One is tempted to drop the politics altogether. But, of course, maybe that’s the real aim of the ad-hominem attackers, to get people they disagree with to, as they would—and sometimes do—say “STFU.”
I think a lot of people STFU because of it. I don’t think that’s a good thing.
I don’t want to spend much more time on politics or the art of argument, but I write about what’s on my mind, and that’s on my mind, and all the STFUppery in the world is not going to change that, I hope.
And that’s about all I have to say for now. Peace out.
Questions that more than one reader posed to me.
Which, obviously, would have been tilting at windmills.
One reader recently attacked me, “You sure say ‘I think’ a lot; I guess you don’t know anything!” Another accused me of writing as though I knew everything.
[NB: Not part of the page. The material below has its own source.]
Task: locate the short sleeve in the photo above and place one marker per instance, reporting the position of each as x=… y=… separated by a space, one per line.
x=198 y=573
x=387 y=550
Though, TBH, I also considered my credentials some evidence of this, which is to say that, though there are people who have gone to better schools than I and gotten more degrees, I’m certainly in the upper 98th percentile of educated persons in America, having graduated from Vassar College (BA), New York University (MA) and the University of Chicago (PhD) and that ought to count for something—at least among my fellow elites.
This is the problem with “expertise,” which I hope someday to write about.
Is it because you’re worried about my “influence?” You want to publicly expose my inanity? Really? Me with my 550 subscribers? Aren’t there richer target environments for you to bomb?
Tom, Thanks for posting this. Since the election, I've been holding myself and my feelings apart from the fury going on around me. I refuse to see Trump's election as a disaster, refuse to believe that we are "doomed," and I will stop saying that Trumpers are "stupid." I've been working on that one for a while now, opting to soften my language, but your post has helped me to see that saying Trumpers are "ignorant," is likely just as offensive and/or untrue. Dale and I have been talking and talking and talking, sussing out the wherefores and whatnots of this political/cultural mess. I will have him read this post because you do help to clarify the sanity/wellmeaningness of those with whom we so vehemently disagree on so much, and tepidly agree on so little. And you remind me that there used to be a way to be with other people without it becoming a battleground. I'm not sure how we did that, but we did. I will endeavor to remember. And...I think....perhaps these times call for the kind of openness and imagination we need when we approach and embrace Sci-Fi.